第5回博多人形伝統工芸士会展が、はかた伝統工芸館で開催されます。

「伝統工芸士」は、経済産業大臣が指定する「伝統的工芸品」の制作者の中で、12年以上の実務経験があり、高度な技術を持つと認定を受けた工芸士のことです。言わば、トップクラスの伝統工芸作家です。
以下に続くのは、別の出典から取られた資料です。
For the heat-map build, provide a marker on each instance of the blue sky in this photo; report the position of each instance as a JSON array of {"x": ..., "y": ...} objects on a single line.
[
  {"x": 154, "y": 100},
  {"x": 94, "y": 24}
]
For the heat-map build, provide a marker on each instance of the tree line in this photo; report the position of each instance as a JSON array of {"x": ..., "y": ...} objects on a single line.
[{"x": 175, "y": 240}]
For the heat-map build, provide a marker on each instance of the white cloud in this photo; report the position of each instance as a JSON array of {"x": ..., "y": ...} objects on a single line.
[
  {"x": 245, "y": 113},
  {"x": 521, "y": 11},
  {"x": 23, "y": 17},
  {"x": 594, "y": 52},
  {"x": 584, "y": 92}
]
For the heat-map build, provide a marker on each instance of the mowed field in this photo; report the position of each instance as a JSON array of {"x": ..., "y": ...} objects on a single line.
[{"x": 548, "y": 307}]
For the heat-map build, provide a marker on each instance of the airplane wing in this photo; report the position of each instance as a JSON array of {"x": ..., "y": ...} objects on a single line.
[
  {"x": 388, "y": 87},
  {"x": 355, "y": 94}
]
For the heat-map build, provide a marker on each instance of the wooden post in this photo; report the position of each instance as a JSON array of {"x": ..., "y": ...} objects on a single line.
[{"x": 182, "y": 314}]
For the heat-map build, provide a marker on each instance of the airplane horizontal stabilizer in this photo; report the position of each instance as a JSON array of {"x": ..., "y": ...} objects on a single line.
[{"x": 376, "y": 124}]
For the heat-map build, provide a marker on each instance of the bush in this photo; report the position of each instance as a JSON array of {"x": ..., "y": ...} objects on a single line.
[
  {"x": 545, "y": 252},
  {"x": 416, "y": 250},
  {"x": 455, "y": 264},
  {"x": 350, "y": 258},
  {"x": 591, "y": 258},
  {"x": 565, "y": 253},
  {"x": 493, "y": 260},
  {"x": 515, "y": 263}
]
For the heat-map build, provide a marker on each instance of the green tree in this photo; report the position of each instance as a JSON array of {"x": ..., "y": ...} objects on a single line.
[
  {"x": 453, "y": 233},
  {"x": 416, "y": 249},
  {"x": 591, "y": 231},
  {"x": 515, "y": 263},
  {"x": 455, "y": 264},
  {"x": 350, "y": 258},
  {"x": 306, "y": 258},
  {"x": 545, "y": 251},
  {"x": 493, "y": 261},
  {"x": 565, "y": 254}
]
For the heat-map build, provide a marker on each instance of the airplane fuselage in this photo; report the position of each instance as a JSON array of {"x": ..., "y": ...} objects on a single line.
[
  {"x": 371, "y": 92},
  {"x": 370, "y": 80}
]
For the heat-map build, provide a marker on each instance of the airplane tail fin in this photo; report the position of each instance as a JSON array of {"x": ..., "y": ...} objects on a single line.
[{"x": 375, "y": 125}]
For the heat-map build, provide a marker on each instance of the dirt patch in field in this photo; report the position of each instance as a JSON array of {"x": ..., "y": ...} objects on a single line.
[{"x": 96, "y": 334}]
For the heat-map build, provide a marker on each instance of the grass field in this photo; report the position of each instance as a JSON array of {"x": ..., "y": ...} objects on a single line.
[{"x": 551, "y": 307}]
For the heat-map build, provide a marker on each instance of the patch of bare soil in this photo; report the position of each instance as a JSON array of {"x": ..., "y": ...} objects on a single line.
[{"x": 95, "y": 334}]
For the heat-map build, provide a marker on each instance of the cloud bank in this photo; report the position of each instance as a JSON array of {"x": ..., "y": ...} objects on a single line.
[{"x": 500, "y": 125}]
「伝統的工芸品」 とは、伝統的工芸品産業の振興に関する法律(伝産法)で定められた、経済産業大臣が指定する工芸品で、全国に236品目(2021年1月15日現在)あります。そのうち、博多の伝統的工芸品は、「博多人形」と「博多織」の2品目だけです。

博多の伝統工芸品

現在従事されている博多人形の伝統工芸士は39名です(日本の伝統工芸士より)。

今回、博多人形の伝統工芸士12名による展示会が、はかた伝統工芸館で開催されます。

博多伝統工芸品オンラインショップに出品している緒方恵子も伝統工芸士で、博多人形伝統工芸士会展に出展します。 「九州経済産業局長賞」受賞 作品「装」が展示されます。

博多人形師の中でもトップクラスである博多人形伝統工芸士の作品が一堂に集まります。是非この機会をお見逃しなく。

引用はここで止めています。